In this webinar, the panel of experts in applied coastal engineering explored challenges and solutions in coastal protection structures by discussing innovation, materials, modeling and design solutions.
Hear their insights and lessons learned from completing successful studies, innovation, designs, and construction of coastal defense projects having faced common challenges in marine construction worldwide.
Hofland presented on novel measurement techniques in evaluating coastal structures. He discussed developments of new types of units, aligning slope measurements, and sharing knowledge around new innovations. He expounded upon the benefits of regularly placed units and the importance of measuring uplift induced motion, toe sliding, and rocking of single protection units. He emphasized the value of research on different aspects of coastal protection, and the necessity of sharing developments between stakeholders to produce the best outcome (see the coastal and hydraulic engineering journal he started here).
Jeroen van den Bos
Coming from his background as a breakwater designer and an academic, van den Bos presented on a research interest of his in coastal structure design, numerical modelling. He focused on rubble mound structures and using OpenFOAM as the main modelling tool. He affirmed that computer modelling needs to be combined with physical models, but argued that the two complement each other and could improve engineering flow. However, the status of numerical modelling remains largely academic and is not used in everyday engineering workflows. He elaborated on why, and provided a case study about artificial reefs to show the potential of numerical modelling.
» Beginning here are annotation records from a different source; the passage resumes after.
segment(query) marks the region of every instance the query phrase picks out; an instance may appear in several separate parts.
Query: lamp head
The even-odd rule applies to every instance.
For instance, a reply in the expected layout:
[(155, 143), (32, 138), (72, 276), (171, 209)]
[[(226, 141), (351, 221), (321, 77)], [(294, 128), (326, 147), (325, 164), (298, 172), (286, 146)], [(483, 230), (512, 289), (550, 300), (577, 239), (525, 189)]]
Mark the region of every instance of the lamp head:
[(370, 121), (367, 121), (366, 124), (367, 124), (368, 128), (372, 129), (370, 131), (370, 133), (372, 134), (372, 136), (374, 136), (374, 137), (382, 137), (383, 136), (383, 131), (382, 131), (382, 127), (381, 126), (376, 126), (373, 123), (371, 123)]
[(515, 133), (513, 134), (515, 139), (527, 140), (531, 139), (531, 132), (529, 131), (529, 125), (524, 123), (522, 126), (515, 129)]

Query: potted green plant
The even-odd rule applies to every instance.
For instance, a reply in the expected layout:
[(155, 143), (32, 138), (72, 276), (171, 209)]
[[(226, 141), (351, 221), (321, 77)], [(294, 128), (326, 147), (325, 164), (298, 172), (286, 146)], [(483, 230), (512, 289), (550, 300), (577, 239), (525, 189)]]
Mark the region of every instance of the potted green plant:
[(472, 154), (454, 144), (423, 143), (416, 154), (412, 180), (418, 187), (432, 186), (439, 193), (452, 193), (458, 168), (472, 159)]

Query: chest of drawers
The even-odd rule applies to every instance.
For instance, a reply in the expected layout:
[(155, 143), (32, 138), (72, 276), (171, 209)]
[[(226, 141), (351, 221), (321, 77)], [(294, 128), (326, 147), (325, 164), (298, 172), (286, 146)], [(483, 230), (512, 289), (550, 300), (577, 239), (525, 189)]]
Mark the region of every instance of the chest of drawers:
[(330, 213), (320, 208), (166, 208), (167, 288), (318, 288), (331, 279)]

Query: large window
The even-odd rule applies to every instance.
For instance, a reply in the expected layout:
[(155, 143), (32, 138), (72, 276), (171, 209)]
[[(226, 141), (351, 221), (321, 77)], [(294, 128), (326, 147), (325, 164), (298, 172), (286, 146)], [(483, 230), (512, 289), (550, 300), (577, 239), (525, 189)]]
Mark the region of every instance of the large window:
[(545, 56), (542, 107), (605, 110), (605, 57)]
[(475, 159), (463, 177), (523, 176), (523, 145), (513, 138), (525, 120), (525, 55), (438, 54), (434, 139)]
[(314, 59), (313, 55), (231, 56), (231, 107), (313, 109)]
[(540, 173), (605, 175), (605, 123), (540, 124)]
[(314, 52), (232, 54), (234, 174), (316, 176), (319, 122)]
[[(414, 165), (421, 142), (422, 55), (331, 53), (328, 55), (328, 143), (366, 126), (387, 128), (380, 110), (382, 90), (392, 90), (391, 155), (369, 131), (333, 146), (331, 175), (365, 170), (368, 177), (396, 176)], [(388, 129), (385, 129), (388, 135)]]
Bas Reedijk and Pieter Bakker
Pieter gave a presentation, while Bas joined for the Q&A session at the end, on multi functional wave protection. Pieter spoke about the challenges climate change is producing for coastal protection, and highlights ecological, sustainable solutions such as soft or hybrid structures. He shared that his team at DMC now focus on coastal structures that have high resilience and reliability, low maintenance needs, and are economical, aesthetic, as well as ecological.